Fascinating interview with one of our greatest historians of 18th- and 19th-century German philosophy. An excerpt:
That Hegel is a metaphysician, and that he thinks metaphysics is fundamental to philosophy, is plain enough from his definition of philosophy. Hegel defines philosophy as knowledge of the absolute. The absolute is essentially what Spinoza calls substance. Since substance is infinite, the universe as a whole, i.e., god, Hegel is telling us that philosophy is knowledge of the infinite, of the universe as a whole, i.e, god. You cannot get more metaphysical than that. I think that Hegel scholars have to admit this basic fact rather than burying their heads in the sand and trying to pretend that Hegel is concerned with conceptual analysis, category theory, normativity or some such contemporary fad. Spooky terms like “spirit” and “absolute”? They should get their meaning from their historical context not from contemporary concepts that we impose upon them (viz., normativity). All the spookiness comes from giving a contemporary anachronistic sense to terms whose historical meaning is lost to us....No one nowadays talks about the absolute, not even people with firm and deep religious convictions. The whole Hegelian project has no resonance for us, as it once had for the Germans in the 1820s and the British and Americans around the 1880s. This is not to say Hegel is unimportant, or that we should not take his philosophy seriously. We should take him very seriously, but that is essentially for historical reasons. Hegel remains of great importance to understand ourselves, but essentially because we have all grown out of a reaction against Hegel. This is to say, then, that Hegel is still important for us for essentially negative reasons, i.e., to show us what we are not. Feuerbach wrote in his Principles of the Philosophy of the Future: “Hegel’s philosophy is the last great attempt to rescue lost and fading Christianity through philosophy…” I think that this is absolutely accurate. The more we come to terms with it, the more we can see the degree of Hegel’s relevance for us. I think that for most of us nowadays, who have accepted life in a secular age, Hegel’s project is obsolete. Christianity was still central to the life and worldview of my old supervisor, Charles Taylor, and that is why he went back to Hegel. But as a secular pagan Hegel’s project has no resonance at all for me.
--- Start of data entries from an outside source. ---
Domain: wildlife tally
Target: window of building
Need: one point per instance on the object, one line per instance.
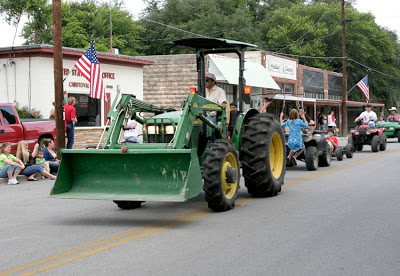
(281, 87)
(289, 88)
(88, 110)
(8, 115)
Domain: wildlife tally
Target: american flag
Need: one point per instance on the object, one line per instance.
(89, 67)
(363, 85)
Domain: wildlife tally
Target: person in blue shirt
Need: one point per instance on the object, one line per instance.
(295, 140)
(50, 154)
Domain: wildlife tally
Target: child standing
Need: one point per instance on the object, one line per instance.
(295, 140)
(41, 161)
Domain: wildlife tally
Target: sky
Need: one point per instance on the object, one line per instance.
(387, 14)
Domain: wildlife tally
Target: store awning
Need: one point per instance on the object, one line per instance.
(227, 69)
(293, 98)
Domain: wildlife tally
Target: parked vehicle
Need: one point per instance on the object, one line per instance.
(13, 129)
(368, 134)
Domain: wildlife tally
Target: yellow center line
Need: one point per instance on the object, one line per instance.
(97, 250)
(101, 242)
(181, 219)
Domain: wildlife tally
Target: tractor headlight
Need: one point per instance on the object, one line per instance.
(169, 129)
(152, 130)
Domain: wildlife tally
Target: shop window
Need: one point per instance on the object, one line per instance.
(289, 88)
(88, 110)
(281, 87)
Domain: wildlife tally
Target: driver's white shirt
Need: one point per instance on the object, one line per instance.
(368, 116)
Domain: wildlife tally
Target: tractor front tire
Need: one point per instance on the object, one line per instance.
(263, 155)
(359, 147)
(221, 174)
(324, 160)
(375, 143)
(339, 154)
(349, 150)
(311, 157)
(382, 146)
(128, 205)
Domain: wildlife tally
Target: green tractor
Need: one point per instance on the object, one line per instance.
(392, 129)
(183, 152)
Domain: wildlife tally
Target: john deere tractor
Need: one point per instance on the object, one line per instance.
(183, 152)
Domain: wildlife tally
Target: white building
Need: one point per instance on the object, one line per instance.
(27, 79)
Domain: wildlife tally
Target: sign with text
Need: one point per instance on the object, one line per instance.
(281, 68)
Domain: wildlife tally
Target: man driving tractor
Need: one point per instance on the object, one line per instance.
(367, 116)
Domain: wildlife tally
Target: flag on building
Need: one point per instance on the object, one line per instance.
(363, 85)
(88, 65)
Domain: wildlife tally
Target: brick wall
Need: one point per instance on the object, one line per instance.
(167, 82)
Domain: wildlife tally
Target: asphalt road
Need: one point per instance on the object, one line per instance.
(340, 220)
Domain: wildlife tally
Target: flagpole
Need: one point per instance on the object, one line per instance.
(344, 131)
(58, 76)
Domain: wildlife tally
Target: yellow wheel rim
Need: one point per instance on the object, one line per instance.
(276, 155)
(229, 189)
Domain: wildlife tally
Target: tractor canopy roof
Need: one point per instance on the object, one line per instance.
(211, 43)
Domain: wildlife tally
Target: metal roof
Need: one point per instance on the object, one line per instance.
(227, 69)
(293, 98)
(211, 43)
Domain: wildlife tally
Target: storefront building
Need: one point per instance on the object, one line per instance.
(27, 80)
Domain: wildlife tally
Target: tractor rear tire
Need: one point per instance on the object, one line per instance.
(311, 158)
(350, 139)
(222, 159)
(339, 154)
(349, 150)
(128, 205)
(382, 146)
(324, 160)
(263, 155)
(375, 143)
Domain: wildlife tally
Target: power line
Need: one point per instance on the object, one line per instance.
(369, 68)
(308, 41)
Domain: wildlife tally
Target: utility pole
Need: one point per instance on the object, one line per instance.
(58, 75)
(344, 71)
(110, 30)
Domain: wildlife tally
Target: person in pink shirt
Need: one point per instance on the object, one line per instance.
(393, 117)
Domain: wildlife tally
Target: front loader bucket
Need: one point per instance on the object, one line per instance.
(137, 175)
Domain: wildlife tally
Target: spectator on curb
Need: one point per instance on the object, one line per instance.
(50, 154)
(295, 140)
(70, 119)
(31, 169)
(10, 166)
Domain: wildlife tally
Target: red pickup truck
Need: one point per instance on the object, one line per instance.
(13, 129)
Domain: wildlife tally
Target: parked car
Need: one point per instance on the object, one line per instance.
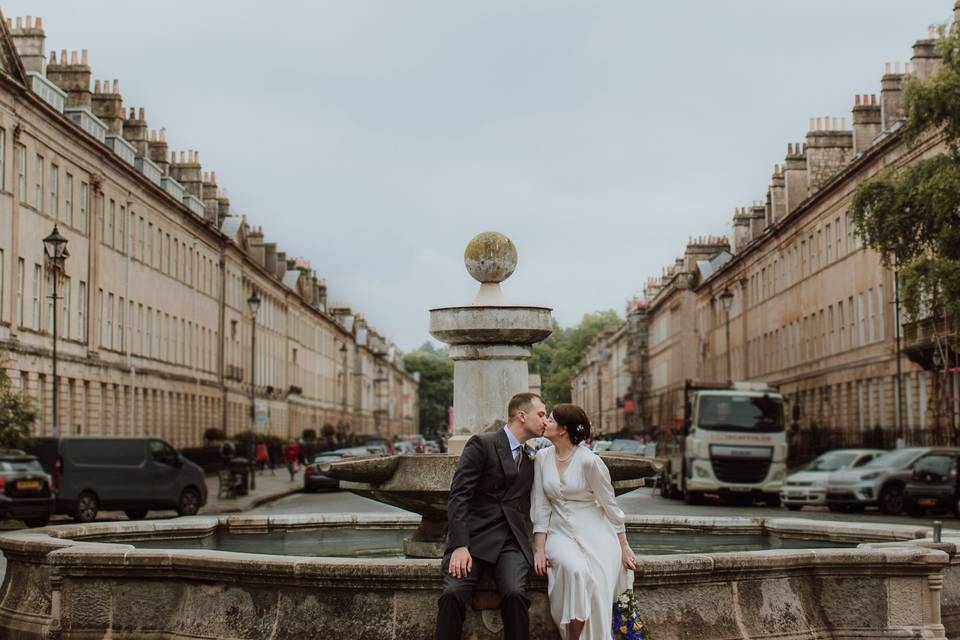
(26, 490)
(808, 487)
(314, 479)
(933, 484)
(878, 483)
(134, 475)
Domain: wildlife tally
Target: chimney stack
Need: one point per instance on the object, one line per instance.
(891, 102)
(926, 60)
(135, 131)
(29, 43)
(72, 77)
(157, 150)
(795, 176)
(107, 104)
(741, 229)
(867, 122)
(778, 195)
(829, 149)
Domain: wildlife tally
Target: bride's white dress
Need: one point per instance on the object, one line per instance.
(580, 516)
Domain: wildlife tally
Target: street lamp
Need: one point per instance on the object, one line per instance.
(727, 299)
(55, 247)
(254, 303)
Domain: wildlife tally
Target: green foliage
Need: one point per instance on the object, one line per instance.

And I'll take the liberty of here quoting myself from "The Hermeneutics of Suspicion: Recovering Marx, Nietzsche, and Freud," in The Future for Philosophy (Oxford, 2004):
If we can recover the naturalistic ambitions of Marx, Nietzsche, and Freud, we will also accomplish two important meta-philosophical goals: first, it helps make philosophy “relevant”--as the critics of philosophy so often demand--and, second, it bridges the so-called analytic/Continental divide in philosophy. Philosophy becomes relevant because the world—riven as it is with hypocrisy and concealment—desperately needs a hermeneutics of suspicion to unmask it. And by taking these three seminal figures of the Continental traditions as philosophical naturalists we show their work to be continuous with the naturalistic turn that has swept Anglophone philosophy over the past several decades. Such a reconciliation of Continental and Anglophone philosophy may seem to some the wrong one, but it is beyond the scope of this essay to defend the importance of the naturalistic turn. All I hope to establish here is that the antipathy to naturalism often thought to be constitutive of “the Continental tradition” is simply an artifact of cutting the joints of that tradition in certain places. Much of that Continental tradition has earned the--sometimes justified--antipathy of Anglophone philosophers, but there is reason to hope that just as German intellectuals of the 1840s and 50s, in the grips of the first great naturalistic turn in philosophy, gave up on Hegel as an obscurantist metaphysician, that we, too, may leave behind Hegel and his progeny.